City Council on March 17 discussed changes in how new sidewalk projects will be prioritized in the 2016 budget.

“What I care about is a good public policy that allows us to prioritize and build projects that get people from where they are to where they want to be, and also addresses safety issues,” said City Councilman Andy Bauman.

Under the new model, potential new sidewalks in capital improvements programs would be scored on a 50-point scale, taking into consideration factors like right-of-way availability, anticipated utility relocations, constructability, pedestrian activity, type of road and whether the project would close a gap. New factors this year would be proximity to parks and schools, and project cost.

For 2015, the city budgeted $925,000 for sidewalks.

Jason White with the Chastain Park Civic Association said that he thought cost was too much of a factor, and that would cause the city to “build sidewalks where it’s cheap, not where people will want them.”

But Mayor Rusty Paul later said that cost has to be a factor. “If there’s a project out there that we don’t have enough money in the budget for, the six of you can change the budget,” he told the council.

Council members were also concerned there was not enough emphasis on safety in the scoring model.

“Where do we talk about safety?” asked Councilman John Paulson. “It doesn’t jump out at me.”

City Manager John McDonough replied, “Safety is implied. . . . The reason we build sidewalks is it’s a safe way to move up and down the road.”

Paul said he and the council would like some recognition that safety was a factor in the plan. City staff members agreed to clarify that safety would be a priority.

City Councilman Ken Dishman said that he was comfortable with the overall plan, which “addresses the feasibility of projects.

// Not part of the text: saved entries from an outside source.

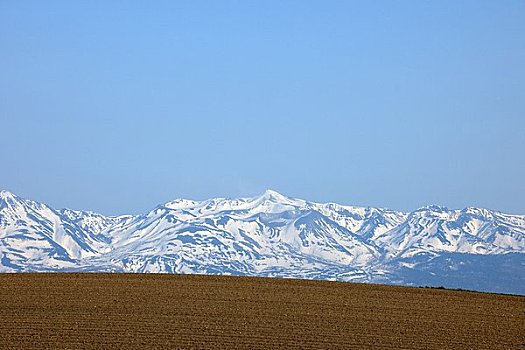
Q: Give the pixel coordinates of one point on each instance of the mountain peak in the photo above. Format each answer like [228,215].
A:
[6,195]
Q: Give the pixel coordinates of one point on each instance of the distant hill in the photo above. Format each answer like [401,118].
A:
[272,235]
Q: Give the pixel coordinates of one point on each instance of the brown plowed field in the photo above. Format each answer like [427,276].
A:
[139,311]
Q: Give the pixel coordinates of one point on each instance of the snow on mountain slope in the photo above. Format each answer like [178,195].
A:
[268,235]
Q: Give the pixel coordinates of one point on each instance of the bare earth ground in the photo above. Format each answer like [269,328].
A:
[185,311]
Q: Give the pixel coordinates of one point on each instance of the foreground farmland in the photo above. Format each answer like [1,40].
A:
[187,311]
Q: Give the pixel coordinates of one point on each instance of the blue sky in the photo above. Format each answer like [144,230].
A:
[117,106]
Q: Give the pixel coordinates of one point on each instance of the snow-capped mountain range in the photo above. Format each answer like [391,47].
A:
[272,235]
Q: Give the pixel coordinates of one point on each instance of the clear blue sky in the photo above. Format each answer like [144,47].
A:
[116,106]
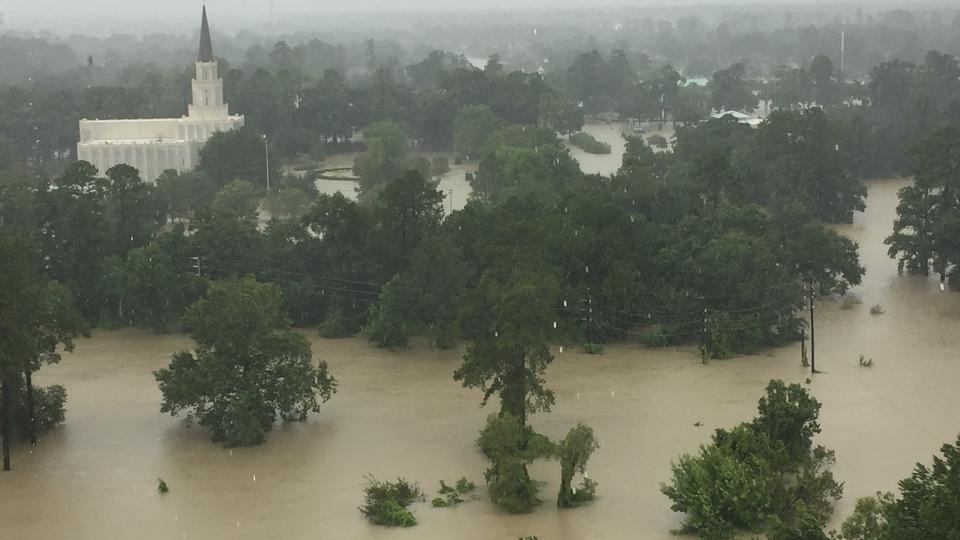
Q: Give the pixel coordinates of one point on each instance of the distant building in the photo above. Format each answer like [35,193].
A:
[153,145]
[739,117]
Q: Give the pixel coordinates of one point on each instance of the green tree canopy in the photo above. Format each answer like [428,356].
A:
[238,155]
[249,367]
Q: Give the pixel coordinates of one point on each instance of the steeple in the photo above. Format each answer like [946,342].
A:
[206,47]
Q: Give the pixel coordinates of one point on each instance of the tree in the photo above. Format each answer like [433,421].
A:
[510,446]
[37,317]
[573,452]
[237,198]
[385,156]
[525,161]
[439,166]
[801,156]
[928,507]
[472,130]
[237,155]
[132,209]
[729,90]
[75,234]
[926,231]
[180,194]
[249,367]
[763,475]
[151,290]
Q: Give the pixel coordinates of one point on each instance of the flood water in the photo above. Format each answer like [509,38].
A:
[453,185]
[401,414]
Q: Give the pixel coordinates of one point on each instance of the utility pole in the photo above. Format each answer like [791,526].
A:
[813,347]
[703,338]
[589,316]
[843,47]
[266,152]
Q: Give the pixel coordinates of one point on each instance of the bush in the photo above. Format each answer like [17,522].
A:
[589,144]
[510,447]
[655,336]
[385,503]
[849,302]
[48,409]
[593,348]
[761,475]
[573,452]
[867,521]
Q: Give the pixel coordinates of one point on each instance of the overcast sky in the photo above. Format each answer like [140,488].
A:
[105,16]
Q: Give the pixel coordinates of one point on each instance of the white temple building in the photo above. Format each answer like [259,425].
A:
[153,145]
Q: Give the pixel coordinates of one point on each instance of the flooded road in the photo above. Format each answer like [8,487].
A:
[454,186]
[401,414]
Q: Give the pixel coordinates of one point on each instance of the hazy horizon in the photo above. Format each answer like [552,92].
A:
[101,17]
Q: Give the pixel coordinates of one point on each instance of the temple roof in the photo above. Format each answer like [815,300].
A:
[206,47]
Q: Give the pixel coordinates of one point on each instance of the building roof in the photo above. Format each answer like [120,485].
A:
[206,46]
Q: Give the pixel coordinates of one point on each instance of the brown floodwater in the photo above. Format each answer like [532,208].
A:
[401,414]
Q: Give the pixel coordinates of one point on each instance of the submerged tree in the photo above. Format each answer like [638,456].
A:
[508,319]
[763,475]
[37,317]
[249,367]
[511,447]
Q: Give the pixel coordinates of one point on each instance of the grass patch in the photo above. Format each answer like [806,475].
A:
[452,495]
[589,144]
[657,141]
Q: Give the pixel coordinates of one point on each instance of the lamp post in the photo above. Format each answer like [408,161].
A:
[266,152]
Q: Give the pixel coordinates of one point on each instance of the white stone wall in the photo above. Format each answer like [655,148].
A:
[157,144]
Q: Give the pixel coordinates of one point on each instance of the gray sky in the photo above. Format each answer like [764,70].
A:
[100,17]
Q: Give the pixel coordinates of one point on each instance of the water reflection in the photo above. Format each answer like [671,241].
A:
[402,414]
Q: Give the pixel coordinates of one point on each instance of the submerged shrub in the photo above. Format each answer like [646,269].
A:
[452,493]
[654,336]
[510,446]
[588,143]
[593,348]
[385,503]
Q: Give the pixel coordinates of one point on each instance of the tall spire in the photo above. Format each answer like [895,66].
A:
[206,47]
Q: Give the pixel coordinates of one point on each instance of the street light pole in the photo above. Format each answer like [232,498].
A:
[266,152]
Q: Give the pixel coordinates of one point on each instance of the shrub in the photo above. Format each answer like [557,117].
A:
[510,446]
[849,302]
[654,336]
[761,475]
[573,452]
[589,144]
[867,521]
[385,503]
[593,348]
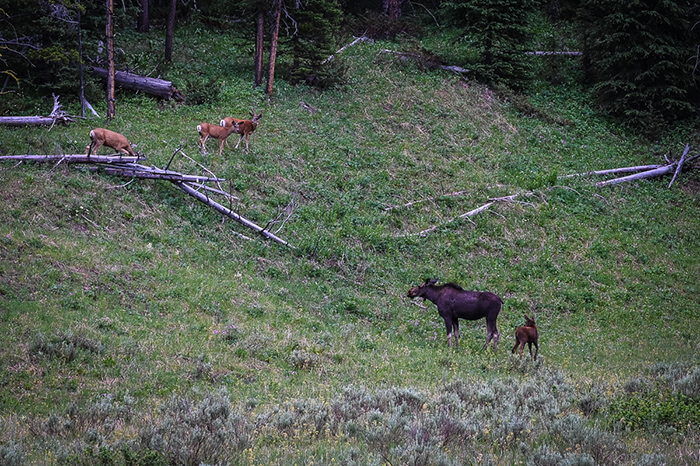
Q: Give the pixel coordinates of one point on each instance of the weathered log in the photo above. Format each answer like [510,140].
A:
[647,174]
[75,158]
[546,54]
[153,86]
[56,116]
[680,165]
[429,62]
[228,212]
[610,171]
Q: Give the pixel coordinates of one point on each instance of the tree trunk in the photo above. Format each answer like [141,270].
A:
[170,30]
[158,87]
[259,42]
[277,11]
[81,90]
[143,24]
[392,8]
[110,61]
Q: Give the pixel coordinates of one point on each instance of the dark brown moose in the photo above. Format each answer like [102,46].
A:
[527,334]
[455,303]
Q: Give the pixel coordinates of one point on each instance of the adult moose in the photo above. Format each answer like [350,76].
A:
[455,303]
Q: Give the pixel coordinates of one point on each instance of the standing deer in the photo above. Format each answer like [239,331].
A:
[103,137]
[245,127]
[455,303]
[221,132]
[527,334]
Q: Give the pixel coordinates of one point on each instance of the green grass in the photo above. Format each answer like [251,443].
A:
[129,309]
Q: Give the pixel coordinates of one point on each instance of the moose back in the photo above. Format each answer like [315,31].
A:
[455,303]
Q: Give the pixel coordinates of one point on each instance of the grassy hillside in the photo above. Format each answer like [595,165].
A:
[139,328]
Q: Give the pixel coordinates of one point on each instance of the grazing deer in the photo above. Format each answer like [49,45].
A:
[455,303]
[527,334]
[221,132]
[245,127]
[104,137]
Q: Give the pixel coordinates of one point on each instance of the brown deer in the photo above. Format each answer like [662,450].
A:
[220,132]
[527,334]
[245,127]
[103,137]
[455,303]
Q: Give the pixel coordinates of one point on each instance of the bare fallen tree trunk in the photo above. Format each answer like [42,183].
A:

We can always adjust it as we go.”

Sandy Springs approves, defers, denies zoning requests

The city of Sandy Springs on March 17 approved a request to rezone 5996 Lake Forrest Drive from a single-family district to allow for 10 townhomes.

Resident Jeff Mitchell said neighbors supported the proposal since the developer listened to their concerns, resulting in a lower density and not encroaching on a stream buffer.

Meanwhile, the council agreed to defer a request to rezone 5575 Glenridge Connector to construct a 10,000-square-foot restaurant and a 299,999-square-foot office building with a use permit to exceed the district height.

The council also denied a request to rezone 4920 High Point Road to allow for two lots.